Scaevola ovalifolia, commonly known as bushy fanflower, is a species of flowering plant in the family Goodeniaceae and is endemic to northern Australia. It is a subshrub with sessile, egg-shaped to narrowly elliptic, hairy, sometimes toothed leaves, spikes of blue or mauve flowers, and oval fruit.

== Description ==
Scaevola ovalifolia is a subshrub that typically grows up to 50 cm high. Its leaves are sessile, egg-shaped with the narrower end towards the base, or narrowly elliptic, 8–55 mm long, 4–21 mm wide and hairy, sometimes with toothed edges. The flowers are arranged in spikes up to 20 mm long with leaf-like bracts and linear bracteoles 4–15 mm long. The petals are blue or mauve, 14–24 mm long with simple hairs outside and densely bearded inside, and the ovary has two locules. Flowering occurs in most months and the fruit is oval, 4–5 mm long and hairy.

==Taxonomy==
Scaevola ovalifolia was first formally described in 1810 by Robert Brown in his Prodromus Florae Novae Hollandiae. The specific epithet (ovalifolia) means 'oval-leaved'.

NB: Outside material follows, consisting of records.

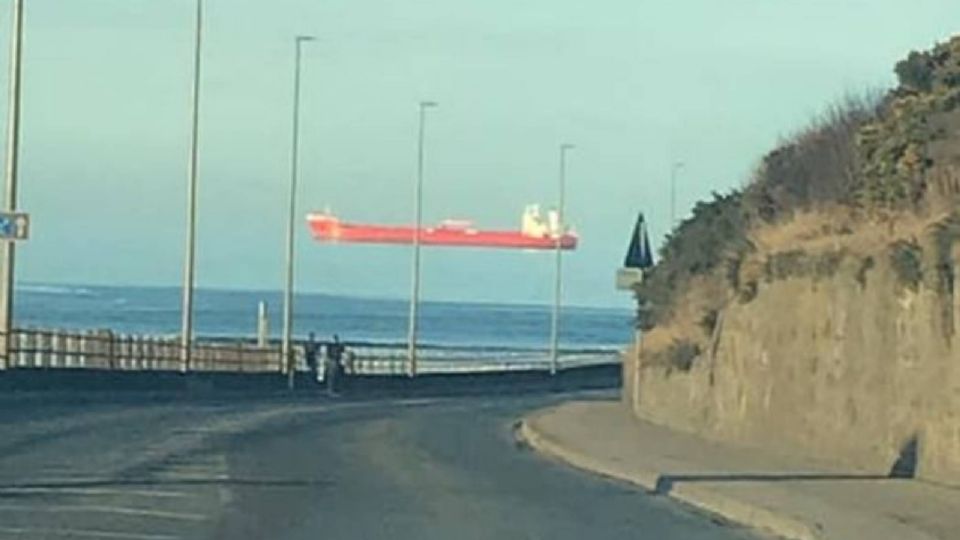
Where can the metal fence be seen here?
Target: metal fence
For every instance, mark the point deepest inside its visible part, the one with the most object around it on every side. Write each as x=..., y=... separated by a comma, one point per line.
x=103, y=349
x=107, y=350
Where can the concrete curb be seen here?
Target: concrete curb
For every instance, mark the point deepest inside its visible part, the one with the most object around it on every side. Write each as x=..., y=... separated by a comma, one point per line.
x=703, y=498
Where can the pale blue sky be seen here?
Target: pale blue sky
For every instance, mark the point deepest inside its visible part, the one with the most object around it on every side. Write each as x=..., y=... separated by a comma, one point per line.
x=635, y=84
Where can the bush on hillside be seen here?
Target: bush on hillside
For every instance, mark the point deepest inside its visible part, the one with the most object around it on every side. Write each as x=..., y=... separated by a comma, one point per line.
x=701, y=244
x=818, y=165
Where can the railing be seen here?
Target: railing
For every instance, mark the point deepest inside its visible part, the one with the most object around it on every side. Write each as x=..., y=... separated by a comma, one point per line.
x=107, y=350
x=103, y=349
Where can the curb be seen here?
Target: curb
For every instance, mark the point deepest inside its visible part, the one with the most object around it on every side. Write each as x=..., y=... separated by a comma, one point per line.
x=705, y=499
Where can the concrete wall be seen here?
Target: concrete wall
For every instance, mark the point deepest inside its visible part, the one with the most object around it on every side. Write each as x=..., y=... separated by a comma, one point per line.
x=836, y=368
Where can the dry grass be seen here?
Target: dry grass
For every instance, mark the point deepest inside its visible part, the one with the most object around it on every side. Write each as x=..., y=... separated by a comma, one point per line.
x=845, y=229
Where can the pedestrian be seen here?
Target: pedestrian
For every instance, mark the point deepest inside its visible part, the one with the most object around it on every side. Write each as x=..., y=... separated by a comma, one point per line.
x=311, y=351
x=334, y=364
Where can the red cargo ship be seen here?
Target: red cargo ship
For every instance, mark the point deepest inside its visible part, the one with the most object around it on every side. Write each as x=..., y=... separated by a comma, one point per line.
x=533, y=234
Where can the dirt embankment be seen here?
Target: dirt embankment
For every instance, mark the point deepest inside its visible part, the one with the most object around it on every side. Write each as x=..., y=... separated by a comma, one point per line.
x=816, y=311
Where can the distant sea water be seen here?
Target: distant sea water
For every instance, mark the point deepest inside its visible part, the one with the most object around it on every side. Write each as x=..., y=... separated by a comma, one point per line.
x=233, y=313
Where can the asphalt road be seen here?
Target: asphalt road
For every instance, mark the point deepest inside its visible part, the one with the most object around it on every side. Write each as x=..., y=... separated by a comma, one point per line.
x=282, y=469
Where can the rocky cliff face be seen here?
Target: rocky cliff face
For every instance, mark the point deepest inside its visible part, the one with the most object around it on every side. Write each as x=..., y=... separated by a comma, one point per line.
x=858, y=365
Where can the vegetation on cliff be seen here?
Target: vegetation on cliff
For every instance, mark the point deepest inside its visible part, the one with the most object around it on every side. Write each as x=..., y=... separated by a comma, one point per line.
x=876, y=157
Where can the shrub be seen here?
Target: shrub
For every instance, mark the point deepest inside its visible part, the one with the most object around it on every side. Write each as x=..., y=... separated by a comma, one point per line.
x=700, y=245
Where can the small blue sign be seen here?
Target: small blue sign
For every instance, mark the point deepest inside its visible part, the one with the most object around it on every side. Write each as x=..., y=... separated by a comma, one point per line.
x=14, y=226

==Distribution and habitat==
This species of Scaevola grows mostly on sand, sometimes on rocky hill slopes in the Northern Territory and in south-western Queensland.

==Conservation status==
Scaevola ovalifolia is listed as 'least concern under the Queensland Government Nature Conservation Act 1992 and the Northern Territory Government Territory Parks and Wildlife Conservation Act.